For a point of comparison, Scholtens’ toolset and profile reminded me loosely of Phillies’ RHP prospect Alec Asher. His best-case ceiling seems to be that of a second-division backend starter, and his floor is an organizational-type starter at the Double-A or Triple-A level. His realistic future could fall somewhere in between—an up-and-down arm that might ultimately fit best as a long-man or spot-starter in the big leagues. Scholtens’ size and three fringe-average pitches he lands for strikes make him one of the more intriguing senior sign candidates in the class.

Zach Jackson, RHP, Arkansas:
One of the better-known relief prospects in this year’s draft class, Jackson had a busy week for Arkansas, throwing on Wednesday, Friday, and Saturday of last week.

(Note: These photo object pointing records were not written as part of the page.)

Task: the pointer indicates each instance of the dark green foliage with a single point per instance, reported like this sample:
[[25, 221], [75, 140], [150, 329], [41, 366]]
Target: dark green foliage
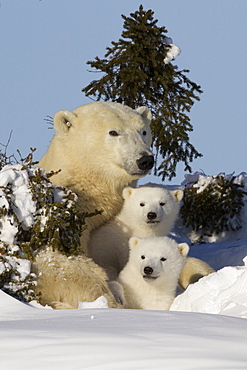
[[214, 209], [54, 221], [134, 73]]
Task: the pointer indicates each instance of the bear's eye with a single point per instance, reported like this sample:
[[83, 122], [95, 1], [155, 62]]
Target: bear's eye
[[113, 133]]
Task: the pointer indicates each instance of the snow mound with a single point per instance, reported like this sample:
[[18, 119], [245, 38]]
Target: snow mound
[[223, 292]]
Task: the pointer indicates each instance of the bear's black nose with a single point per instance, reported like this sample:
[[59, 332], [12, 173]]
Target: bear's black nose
[[151, 215], [148, 270], [145, 163]]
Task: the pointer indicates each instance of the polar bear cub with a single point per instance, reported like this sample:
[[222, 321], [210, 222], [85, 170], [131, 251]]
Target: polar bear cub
[[148, 211], [150, 278]]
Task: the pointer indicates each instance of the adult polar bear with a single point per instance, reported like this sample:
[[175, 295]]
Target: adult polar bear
[[99, 149]]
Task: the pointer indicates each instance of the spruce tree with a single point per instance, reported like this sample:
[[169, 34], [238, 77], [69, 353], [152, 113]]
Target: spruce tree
[[134, 74]]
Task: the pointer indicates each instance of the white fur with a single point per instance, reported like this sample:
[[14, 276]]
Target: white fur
[[148, 211], [97, 148], [150, 278], [95, 164]]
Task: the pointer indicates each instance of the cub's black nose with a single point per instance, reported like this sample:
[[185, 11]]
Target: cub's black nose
[[151, 215], [145, 163], [148, 270]]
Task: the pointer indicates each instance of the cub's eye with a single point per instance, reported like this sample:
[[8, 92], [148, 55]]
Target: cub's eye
[[113, 133]]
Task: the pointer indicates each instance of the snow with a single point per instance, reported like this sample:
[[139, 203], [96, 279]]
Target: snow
[[206, 327]]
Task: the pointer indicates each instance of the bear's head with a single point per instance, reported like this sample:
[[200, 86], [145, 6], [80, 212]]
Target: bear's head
[[157, 259], [152, 206], [107, 138]]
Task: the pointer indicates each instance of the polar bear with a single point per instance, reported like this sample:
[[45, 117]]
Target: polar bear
[[150, 278], [64, 282], [98, 149], [149, 210]]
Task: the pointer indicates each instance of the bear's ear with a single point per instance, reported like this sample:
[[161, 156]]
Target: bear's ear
[[127, 191], [183, 249], [145, 113], [63, 120], [178, 194], [133, 242]]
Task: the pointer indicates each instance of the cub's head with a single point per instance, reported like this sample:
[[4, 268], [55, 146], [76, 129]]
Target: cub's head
[[157, 259], [106, 137], [152, 205]]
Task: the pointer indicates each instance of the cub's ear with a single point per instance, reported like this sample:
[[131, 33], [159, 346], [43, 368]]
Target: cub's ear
[[127, 191], [133, 242], [178, 194], [63, 120], [145, 113], [183, 249]]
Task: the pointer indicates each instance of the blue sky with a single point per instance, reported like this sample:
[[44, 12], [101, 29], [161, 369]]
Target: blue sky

Jackson has been a key cog in the Razorbacks’ bullpen since arriving as a freshman, and spent last summer with Team USA.

Jackson has a classic power pitching frame, standing 6-foot-3, 200 pounds, with long limbs and wide, muscular physical features. He checks the late-inning ceiling boxes on the scout card, with a fastball that can get up to the 96-97 mph range, at best, and a mid-80s slider. Jackson has had no difficulty missing bats throughout his college career, as he holds a career 11.5 K/9 at Arkansas (including this season).

When I saw him last week, Jackson’s fastball was operating closer to 92-95 mph, with more routine touches of 95-96 during his Friday outing closing out a game against Eastern Illinois. His fastball has explosive late burst and significant downhill angle, especially when he’s dialing it up into the mid 90s. His delivery is problematic in terms of consistency and command, but the moving parts that affect his release point also give him tons of deception. It appears as though Jackson is unwinding down the mound through his release, and if (“if” being the operative word here) he’s on time with his landing and extension, the combination of velocity, angle, and deception makes his fastball very hard to square up when he’s working in the zone. Similarly, Jackson’s slider has a lot of variance in terms of its pitch-to-pitch execution. It is a solid-average or genuinely plus pitch with power and sharp glove-side action at best, but Jackson’s mechanical issues give him real issue commanding the slider or getting consistent action on the pitch.

No one questions Jackson’s size, raw stuff, or ability to miss bats. There are, however, significant questions about his durability and consistency against pro-caliber hitters due to a high-stress delivery that impacts his control. Jackson works from a semi-windup, taking an extra-tall leg lift and breaking his hands unusually far behind the center of his torso. His arm stabs badly behind his body on the back side of his arm action, and Jackson drives to the plate with a pronounced shoulder-tilt. He lands open, as his delivery finishes and his back leg swings around very hard, often causing him to pull his head and body away from his throwing arm down the first base side of the mound. There are clearly control and consistency issues, but further still, when I watch him I feel like he’s a heartbeat away from significant arm injury—especially considering how hard he’s throwing his fastball.

Jackson has no-doubt plus raw stuff, but the inability to harness it for well-located strikes makes think a time at the pro level where he won’t just be able to out-stuff the competition likely. He’ll have to make adjustments to how he’s commanding the ball and extending in the front of his delivery to throw quality strikes. Despite the plus fastball and slider mix, I can’t project this guy as a true high-leverage reliever at the big league level due to a lack of control. Jackson is firmly on the scouting radar as a potential early pick, though there will be a wide variance of opinions team-to-team depending on the degree each scouting department feels they can adjust his mechanics.

Notes recorded above were based off video observations, as well as in-person views both during and prior to the 2016 season.